I found those threads: Creating a OS backup image for an easy restore on a new system and How do I make a bootable USB flash drive a Mac?

but both seem to propose recipes to create a bootable OS X thumb drive along with a set of basic tools, while I require a method to perform a full image of my installation.

Thanks a lot.

  • I presume u can create a bootable drive with a clean .dmg and rsync the difference. No guarantees, but I don't see how it would not work. Commented May 24, 2015 at 15:03
  • Sorry but I'm a mac newcomer. Let me ask for details: you are suggesting to create a .dmg image of the installed system with disk utility. Ok, I'll google to see how to do it. But once that image is created, how can I make it bootable, and how can I restore it? Also, what do you mean about rsync-ing the differences? Thanks.
    – MadHatter
    Commented May 24, 2015 at 15:08
  • DL yosemite from App Store, install it onto a flash drive. Now u have a pristine and operational system. rsync is a command-line copy&paste. It can spot the difference between you current os and the new os, and override the new os with files from current os, thus creating an identical copy of the current os with correct file permission etc. Commented May 24, 2015 at 15:14
  • This way u can not only create a copy of current os at one point in time, u can also keep the flash drive up 2 date by adding and subtracting files Commented May 24, 2015 at 15:18
  • This is very interesting, and I'm digging into the rsync man page. But what about the other method, imaging with the Disk Utility? Thanks.
    – MadHatter
    Commented May 24, 2015 at 16:11

1 Answer 1


I think this is what you are meaning.

In terminal type in sudo dd if="/dev/disk0" of="/volumes/<volume>/image.img"


Entering this command wrong could render your computer useless.


disk0 is the hard drive of your Mac and <volume> is the name of your external drive and image.img is the name of the file you will create

To restore go to internet recovery and swap the if and of arguments.

This will also backup any partitions you have on your computer. This means if you have boot camp setup it will also backup and restore windows too. Bonus!

I am not responsible for any damage that you cause to your system when entering in this command. Research the use of the dd command if you are not sure how this works before proceeding.
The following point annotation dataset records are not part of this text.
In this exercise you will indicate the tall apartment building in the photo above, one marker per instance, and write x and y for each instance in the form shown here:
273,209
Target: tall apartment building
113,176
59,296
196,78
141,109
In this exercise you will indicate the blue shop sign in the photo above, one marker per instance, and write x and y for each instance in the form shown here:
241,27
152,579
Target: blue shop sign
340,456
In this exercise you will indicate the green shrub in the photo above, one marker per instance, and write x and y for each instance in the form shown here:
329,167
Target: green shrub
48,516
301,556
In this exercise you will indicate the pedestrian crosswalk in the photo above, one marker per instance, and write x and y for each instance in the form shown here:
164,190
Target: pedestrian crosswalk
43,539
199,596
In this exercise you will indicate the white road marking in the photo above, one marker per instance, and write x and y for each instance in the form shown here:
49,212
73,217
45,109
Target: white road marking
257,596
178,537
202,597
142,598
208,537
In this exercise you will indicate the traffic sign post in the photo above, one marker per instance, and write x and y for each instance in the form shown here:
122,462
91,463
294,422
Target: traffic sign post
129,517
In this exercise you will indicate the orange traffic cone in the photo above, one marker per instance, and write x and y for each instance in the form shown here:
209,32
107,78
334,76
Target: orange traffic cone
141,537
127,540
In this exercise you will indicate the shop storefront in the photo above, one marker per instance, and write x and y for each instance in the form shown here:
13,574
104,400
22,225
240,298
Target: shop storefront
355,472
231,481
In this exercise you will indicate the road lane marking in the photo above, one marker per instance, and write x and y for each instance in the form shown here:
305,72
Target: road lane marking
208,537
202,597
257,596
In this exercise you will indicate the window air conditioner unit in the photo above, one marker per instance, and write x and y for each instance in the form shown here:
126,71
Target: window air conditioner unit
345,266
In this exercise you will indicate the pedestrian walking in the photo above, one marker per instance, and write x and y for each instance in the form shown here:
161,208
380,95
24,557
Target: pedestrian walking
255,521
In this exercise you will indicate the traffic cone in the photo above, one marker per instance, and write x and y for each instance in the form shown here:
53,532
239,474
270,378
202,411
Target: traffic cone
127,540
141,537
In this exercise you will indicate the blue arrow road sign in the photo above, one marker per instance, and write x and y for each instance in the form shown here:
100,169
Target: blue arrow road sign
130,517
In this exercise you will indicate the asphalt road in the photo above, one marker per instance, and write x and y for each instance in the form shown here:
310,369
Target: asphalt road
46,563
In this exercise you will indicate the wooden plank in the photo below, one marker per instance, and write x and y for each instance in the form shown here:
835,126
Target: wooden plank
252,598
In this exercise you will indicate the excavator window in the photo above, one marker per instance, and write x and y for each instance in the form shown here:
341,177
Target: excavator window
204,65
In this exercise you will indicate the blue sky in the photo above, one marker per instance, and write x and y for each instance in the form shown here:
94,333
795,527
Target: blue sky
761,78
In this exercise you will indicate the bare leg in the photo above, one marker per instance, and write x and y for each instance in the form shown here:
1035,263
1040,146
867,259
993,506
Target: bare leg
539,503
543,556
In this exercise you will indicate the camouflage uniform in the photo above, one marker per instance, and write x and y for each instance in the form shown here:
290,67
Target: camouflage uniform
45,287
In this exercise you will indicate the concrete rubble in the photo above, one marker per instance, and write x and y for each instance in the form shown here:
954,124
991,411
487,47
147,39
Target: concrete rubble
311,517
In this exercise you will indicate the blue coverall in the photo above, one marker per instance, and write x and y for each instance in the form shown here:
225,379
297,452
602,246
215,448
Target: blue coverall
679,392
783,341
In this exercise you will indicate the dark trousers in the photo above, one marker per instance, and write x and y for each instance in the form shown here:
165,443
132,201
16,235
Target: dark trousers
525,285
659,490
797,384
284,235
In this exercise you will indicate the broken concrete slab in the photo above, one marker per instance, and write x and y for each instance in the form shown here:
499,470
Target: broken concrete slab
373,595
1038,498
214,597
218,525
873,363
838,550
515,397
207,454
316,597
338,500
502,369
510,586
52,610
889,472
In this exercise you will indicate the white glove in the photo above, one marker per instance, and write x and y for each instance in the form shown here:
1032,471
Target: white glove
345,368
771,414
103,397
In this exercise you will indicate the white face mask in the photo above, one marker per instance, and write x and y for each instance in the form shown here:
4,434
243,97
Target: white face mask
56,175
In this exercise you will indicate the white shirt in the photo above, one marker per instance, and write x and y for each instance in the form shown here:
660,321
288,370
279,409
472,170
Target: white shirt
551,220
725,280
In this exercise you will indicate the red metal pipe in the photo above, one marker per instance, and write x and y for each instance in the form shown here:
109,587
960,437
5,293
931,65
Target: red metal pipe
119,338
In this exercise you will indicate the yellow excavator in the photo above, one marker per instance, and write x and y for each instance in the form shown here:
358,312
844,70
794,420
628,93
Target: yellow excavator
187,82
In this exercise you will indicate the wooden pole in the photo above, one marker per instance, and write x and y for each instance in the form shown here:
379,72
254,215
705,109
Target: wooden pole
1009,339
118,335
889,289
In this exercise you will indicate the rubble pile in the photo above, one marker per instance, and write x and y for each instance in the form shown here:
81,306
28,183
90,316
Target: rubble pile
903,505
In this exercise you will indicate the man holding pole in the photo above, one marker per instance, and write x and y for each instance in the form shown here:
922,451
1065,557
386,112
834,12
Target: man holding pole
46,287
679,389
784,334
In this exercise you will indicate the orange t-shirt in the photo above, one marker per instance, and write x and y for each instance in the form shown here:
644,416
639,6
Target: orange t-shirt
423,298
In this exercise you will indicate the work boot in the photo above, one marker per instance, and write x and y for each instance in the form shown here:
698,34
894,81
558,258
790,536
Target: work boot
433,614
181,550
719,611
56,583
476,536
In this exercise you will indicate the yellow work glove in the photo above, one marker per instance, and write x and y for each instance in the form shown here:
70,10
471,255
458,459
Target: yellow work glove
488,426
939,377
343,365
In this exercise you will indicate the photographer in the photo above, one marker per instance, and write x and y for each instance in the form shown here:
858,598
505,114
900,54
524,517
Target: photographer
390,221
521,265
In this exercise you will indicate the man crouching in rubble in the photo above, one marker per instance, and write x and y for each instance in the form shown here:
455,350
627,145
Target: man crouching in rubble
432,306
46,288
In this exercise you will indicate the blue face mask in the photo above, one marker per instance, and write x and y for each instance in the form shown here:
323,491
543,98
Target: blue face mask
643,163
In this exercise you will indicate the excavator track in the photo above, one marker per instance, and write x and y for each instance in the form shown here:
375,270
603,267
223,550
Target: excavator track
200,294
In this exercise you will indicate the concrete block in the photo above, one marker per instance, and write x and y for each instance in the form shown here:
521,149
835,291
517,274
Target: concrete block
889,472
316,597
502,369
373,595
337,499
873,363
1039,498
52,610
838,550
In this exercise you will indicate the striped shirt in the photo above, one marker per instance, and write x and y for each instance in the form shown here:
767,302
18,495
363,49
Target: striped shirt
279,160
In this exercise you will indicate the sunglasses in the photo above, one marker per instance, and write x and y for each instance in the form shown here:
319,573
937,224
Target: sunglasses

  • I would not recommend this approach; if the target volume is smaller than the source, you wind up with unusable space; if the target is smaller, it won't restore properly. Also, the image will include all blank space (and fragmented files, etc) from the source. I'd strongly recommend using the Apple tools (see @Redarm's comment) or DeployStudio instead. Commented May 24, 2015 at 21:28
  • While I don't think I'll go with the infamous dd (too dangerous), nonetheless I'd like to know how restore an image created with dd. Thanks.
    – MadHatter
    Commented May 25, 2015 at 0:03
  • @MadHatter To restore just swap the if and of.
    – iProgram
    Commented May 25, 2015 at 8:11
  • 1
    While I prefer to not accept this answer, I invite all of you to upvote it: it's useful information.
    – MadHatter
    Commented May 26, 2015 at 14:37
  • 1
    Got it :-) I don't blame you, just your method has some potential downsides expecially for unix newcomers. Nonetheless, as I said, useful to know! Thanks.